Saturday, October 25, 2008
Over the years, some of the posts here at MOJ, by Rick Garnett and others, have concerned constitutional controversies (e.g., capital punishment) and the proper role of the courts--especially the proper role of SCOTUS--is resolving such controversies. I recently posted a paper at SSRN that addresses, among other, related issues, the question what it means, or should mean, to "interpret" the constitutional text. Some MOJ readers may be interested. Here's the SSRN link, where the paper can be downloaded: Perry Paper.
And here's the abstract:
Some Comments on the U.S. Constitution and Judicial Review
Michael J. Perry
Emory University School of Law; University of San Diego - School of Law
Emory Public Law Research Paper No. 08-46
San Diego Legal Studies Paper No. 08-078
This essay is my contribution to a symposium on originalism, to be held at the University of Western Ontario in October 2008. In the essay, I address the question What does it mean - or, at least, what should it mean - to 'interpret' the constitutional text? I then explain that one's answer to that question - even if one's answer is originalist - does not entail any particular answer to two further, distinct questions:
(1) How large a role, or how small, should the U.S. Supreme Court play in specifying - in rendering more determinate - a constitutional norm that is implicated by, but underdeterminate in the context of, one or another constitutional controversy?

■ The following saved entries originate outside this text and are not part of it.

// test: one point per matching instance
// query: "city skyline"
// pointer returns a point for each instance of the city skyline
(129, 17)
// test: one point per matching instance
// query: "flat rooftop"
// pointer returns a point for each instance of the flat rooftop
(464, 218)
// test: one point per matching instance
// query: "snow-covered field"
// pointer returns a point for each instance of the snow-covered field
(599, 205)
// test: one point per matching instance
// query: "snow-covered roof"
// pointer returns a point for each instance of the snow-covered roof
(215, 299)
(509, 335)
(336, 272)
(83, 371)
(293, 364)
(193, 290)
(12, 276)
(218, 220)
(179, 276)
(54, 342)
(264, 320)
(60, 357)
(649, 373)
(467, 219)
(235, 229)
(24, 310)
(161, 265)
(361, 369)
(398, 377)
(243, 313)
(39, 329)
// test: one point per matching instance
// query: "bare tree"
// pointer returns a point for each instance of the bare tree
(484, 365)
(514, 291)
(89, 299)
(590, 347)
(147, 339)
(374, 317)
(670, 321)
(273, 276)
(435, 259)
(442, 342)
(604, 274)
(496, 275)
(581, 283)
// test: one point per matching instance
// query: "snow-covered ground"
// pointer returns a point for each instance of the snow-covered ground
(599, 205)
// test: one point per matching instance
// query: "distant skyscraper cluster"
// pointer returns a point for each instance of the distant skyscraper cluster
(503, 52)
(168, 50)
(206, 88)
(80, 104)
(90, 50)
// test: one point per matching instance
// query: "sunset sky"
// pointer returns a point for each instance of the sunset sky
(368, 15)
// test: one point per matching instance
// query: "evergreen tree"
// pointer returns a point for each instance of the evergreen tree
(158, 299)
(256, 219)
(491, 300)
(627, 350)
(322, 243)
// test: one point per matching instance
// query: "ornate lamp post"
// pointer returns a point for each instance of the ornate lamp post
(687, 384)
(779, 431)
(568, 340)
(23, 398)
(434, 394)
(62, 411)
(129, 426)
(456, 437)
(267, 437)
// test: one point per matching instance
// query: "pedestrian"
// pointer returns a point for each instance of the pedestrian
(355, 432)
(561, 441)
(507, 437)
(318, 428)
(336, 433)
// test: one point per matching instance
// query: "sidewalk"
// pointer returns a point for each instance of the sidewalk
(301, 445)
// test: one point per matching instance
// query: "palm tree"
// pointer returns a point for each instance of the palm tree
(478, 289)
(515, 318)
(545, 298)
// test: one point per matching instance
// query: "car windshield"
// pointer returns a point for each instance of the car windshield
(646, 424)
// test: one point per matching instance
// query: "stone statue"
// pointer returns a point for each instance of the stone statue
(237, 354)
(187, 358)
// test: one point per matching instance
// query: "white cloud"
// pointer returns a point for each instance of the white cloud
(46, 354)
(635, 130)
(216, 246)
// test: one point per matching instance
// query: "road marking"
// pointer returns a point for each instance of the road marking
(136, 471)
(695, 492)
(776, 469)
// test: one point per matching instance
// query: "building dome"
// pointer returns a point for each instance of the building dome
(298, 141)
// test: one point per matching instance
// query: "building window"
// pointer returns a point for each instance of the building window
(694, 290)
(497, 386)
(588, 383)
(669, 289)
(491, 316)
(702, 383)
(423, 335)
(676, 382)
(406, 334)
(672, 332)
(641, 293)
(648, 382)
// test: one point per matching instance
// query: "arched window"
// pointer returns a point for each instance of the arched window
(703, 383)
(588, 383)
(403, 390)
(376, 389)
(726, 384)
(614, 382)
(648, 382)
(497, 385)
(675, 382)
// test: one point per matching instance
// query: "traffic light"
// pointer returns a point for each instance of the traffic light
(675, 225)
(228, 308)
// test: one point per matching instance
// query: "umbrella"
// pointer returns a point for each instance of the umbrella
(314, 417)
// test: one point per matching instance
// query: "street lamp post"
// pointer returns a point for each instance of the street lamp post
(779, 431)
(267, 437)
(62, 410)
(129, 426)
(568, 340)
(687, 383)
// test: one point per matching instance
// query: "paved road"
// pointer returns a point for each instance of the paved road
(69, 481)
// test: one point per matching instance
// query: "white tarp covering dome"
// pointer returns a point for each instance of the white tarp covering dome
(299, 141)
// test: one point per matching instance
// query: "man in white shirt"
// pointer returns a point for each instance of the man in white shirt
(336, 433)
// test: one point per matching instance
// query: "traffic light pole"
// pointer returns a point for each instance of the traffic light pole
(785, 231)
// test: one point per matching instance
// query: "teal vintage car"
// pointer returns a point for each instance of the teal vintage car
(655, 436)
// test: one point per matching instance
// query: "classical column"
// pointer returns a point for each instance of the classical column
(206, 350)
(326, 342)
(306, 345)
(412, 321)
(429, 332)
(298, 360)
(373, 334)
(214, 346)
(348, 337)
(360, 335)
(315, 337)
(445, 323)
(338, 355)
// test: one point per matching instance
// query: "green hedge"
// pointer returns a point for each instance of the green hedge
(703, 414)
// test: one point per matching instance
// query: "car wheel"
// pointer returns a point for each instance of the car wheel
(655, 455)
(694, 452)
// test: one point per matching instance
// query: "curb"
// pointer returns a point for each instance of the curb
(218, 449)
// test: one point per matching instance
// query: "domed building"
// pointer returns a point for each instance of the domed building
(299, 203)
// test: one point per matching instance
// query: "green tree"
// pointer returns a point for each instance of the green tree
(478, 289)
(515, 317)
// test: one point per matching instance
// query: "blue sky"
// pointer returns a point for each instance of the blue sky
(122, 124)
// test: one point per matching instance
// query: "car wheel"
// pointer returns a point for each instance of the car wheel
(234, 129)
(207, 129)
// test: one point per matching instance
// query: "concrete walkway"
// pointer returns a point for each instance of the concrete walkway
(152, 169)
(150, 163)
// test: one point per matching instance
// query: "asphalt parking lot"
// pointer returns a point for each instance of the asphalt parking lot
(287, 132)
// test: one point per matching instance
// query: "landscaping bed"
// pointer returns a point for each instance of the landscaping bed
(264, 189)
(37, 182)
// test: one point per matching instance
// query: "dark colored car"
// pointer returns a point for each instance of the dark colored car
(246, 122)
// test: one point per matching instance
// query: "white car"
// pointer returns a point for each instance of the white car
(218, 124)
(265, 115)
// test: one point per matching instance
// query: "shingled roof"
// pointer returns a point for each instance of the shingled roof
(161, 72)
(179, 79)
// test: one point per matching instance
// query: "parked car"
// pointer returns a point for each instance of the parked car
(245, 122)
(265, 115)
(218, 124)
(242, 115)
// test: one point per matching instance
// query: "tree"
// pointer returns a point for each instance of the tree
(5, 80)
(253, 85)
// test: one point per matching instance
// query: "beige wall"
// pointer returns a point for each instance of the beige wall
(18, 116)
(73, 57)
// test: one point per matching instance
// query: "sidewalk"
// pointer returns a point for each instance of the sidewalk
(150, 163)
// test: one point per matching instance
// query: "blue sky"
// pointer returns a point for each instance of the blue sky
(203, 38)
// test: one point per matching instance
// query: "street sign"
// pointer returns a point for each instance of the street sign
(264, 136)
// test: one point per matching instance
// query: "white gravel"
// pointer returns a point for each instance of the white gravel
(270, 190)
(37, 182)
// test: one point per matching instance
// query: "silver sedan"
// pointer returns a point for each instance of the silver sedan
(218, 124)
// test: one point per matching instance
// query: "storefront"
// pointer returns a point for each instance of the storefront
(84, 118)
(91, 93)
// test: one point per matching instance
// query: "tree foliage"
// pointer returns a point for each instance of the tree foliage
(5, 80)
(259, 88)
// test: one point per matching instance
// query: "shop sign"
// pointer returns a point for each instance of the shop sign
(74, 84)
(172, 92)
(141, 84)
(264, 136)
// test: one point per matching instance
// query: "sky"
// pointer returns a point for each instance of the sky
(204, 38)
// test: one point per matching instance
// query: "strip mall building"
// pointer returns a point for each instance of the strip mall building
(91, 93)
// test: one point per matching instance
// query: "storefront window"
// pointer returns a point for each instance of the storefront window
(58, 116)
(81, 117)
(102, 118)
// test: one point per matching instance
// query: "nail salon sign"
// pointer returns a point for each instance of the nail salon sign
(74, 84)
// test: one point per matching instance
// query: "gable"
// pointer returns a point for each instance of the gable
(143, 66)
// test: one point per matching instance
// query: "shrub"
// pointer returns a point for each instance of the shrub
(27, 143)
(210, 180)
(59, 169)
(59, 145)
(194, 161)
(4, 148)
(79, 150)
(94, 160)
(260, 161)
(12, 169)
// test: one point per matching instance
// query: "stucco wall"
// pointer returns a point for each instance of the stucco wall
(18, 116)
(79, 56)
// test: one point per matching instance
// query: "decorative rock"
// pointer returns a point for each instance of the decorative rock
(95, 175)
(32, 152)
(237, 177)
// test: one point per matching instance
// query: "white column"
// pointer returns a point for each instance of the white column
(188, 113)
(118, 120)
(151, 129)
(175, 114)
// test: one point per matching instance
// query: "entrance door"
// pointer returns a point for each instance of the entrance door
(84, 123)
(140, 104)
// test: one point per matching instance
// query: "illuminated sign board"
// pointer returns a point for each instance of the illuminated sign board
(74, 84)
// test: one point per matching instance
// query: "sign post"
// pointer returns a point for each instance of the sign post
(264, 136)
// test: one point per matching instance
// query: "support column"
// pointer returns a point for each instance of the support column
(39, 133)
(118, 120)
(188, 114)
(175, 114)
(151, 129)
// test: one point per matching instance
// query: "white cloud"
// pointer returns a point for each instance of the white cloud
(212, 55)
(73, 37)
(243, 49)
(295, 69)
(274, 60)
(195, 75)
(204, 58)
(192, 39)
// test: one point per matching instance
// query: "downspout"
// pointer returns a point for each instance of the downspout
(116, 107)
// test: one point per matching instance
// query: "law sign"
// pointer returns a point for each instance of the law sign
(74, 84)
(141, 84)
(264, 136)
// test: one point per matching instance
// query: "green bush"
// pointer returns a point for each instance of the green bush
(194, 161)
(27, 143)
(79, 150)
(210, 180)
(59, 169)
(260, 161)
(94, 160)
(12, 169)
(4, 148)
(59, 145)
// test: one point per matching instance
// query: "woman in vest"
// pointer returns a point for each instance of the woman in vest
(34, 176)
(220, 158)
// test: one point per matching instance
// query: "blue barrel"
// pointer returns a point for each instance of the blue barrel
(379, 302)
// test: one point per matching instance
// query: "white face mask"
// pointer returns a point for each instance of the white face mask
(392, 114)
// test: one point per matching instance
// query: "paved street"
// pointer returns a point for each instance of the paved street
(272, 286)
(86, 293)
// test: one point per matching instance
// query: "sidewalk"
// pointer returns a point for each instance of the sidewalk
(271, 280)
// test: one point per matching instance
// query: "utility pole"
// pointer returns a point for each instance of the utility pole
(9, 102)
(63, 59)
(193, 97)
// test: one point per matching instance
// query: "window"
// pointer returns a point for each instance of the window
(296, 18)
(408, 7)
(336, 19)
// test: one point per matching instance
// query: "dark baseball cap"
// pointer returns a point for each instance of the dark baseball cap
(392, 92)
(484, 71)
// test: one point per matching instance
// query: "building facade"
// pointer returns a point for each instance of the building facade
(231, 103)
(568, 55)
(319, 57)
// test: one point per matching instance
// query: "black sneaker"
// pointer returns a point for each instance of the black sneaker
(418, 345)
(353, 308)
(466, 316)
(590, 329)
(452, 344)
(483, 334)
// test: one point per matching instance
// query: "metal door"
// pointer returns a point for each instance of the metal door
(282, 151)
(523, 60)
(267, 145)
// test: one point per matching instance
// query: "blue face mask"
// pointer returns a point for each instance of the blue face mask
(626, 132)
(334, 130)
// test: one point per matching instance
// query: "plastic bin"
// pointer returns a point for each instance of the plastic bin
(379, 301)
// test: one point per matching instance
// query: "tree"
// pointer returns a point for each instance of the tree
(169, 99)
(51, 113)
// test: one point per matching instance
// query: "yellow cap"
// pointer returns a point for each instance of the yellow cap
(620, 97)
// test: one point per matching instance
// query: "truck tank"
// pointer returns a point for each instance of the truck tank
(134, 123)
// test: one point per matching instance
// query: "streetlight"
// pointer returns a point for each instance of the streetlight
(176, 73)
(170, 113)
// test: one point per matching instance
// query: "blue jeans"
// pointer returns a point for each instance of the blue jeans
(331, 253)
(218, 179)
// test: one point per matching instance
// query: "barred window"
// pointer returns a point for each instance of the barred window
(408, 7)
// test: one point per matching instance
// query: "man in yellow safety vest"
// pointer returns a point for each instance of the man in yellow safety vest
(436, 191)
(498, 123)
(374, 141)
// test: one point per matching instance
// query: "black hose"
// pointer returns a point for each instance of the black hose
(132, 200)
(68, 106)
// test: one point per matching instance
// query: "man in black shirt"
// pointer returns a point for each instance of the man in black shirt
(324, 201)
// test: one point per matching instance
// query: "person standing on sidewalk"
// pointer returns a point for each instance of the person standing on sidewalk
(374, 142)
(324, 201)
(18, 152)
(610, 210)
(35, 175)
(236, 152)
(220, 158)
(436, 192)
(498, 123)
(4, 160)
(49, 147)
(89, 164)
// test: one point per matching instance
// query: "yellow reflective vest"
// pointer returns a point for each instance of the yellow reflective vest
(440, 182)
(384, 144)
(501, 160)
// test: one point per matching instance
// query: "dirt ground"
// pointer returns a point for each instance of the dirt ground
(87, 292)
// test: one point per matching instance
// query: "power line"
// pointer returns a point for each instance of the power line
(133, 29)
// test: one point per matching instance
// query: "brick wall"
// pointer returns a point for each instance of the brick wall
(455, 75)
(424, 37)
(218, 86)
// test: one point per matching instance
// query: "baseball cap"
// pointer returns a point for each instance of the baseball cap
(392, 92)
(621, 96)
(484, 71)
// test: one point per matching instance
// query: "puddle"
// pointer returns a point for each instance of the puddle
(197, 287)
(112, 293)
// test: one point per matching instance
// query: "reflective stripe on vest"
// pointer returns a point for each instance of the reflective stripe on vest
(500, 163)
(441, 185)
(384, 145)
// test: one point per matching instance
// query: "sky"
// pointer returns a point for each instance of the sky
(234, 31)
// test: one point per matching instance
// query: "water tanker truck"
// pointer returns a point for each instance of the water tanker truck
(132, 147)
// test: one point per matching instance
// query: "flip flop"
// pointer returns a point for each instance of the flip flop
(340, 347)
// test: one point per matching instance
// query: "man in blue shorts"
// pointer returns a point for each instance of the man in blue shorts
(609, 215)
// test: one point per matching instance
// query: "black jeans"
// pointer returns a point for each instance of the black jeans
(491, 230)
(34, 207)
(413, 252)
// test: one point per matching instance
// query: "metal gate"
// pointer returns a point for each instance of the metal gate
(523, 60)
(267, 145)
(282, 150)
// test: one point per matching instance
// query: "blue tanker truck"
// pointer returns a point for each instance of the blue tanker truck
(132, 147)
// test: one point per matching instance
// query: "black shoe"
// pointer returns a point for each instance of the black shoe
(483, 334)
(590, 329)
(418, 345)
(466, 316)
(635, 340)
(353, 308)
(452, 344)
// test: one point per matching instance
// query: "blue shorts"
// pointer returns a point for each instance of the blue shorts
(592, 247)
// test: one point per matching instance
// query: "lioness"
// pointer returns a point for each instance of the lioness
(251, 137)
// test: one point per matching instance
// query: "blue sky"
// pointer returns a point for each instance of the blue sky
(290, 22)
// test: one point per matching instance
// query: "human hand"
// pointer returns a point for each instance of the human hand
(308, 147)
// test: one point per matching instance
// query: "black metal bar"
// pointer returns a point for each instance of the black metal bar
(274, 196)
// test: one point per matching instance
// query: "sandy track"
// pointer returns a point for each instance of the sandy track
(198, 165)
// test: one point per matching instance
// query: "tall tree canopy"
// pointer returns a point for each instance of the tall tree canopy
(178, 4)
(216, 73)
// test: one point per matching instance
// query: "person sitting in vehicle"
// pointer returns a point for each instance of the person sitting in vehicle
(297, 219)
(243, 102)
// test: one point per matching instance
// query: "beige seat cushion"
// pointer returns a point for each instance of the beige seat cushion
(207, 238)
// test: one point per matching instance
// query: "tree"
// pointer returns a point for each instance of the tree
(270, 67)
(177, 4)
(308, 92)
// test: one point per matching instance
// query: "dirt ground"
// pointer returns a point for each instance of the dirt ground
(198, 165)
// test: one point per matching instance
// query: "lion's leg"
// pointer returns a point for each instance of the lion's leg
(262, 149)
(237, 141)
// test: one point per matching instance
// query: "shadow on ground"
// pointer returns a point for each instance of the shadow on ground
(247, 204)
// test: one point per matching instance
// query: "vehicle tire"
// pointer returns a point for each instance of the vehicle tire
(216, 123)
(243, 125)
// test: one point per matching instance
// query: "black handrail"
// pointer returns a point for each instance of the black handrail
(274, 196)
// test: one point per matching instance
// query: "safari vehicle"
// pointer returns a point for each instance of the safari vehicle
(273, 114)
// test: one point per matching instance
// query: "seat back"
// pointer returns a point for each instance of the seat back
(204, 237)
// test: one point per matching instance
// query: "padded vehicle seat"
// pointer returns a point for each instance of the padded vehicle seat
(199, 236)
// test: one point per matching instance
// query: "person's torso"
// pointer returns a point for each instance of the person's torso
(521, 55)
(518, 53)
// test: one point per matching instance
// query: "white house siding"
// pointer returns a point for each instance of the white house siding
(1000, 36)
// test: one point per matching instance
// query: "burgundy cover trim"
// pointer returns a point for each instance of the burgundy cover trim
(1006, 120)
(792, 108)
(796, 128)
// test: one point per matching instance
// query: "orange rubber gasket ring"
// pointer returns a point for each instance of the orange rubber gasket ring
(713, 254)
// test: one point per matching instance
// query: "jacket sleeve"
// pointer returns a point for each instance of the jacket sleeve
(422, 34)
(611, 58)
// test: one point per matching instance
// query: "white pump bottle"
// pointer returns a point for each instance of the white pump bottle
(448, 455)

(2) In resolving constitutional controversies, should the U.S. Supreme Court always proceed, at least in part, on the basis of what it believes to be the correct interpretation of the constitutional text?
I conclude this essay with a question I have addressed elsewhere, and to which I will eventually return: In specifying entrenched but contextually underdeterminate human rights norms, should the U.S. Supreme Court take the path of Thayerian deference?
Comments and questions welcome - indeed, invited.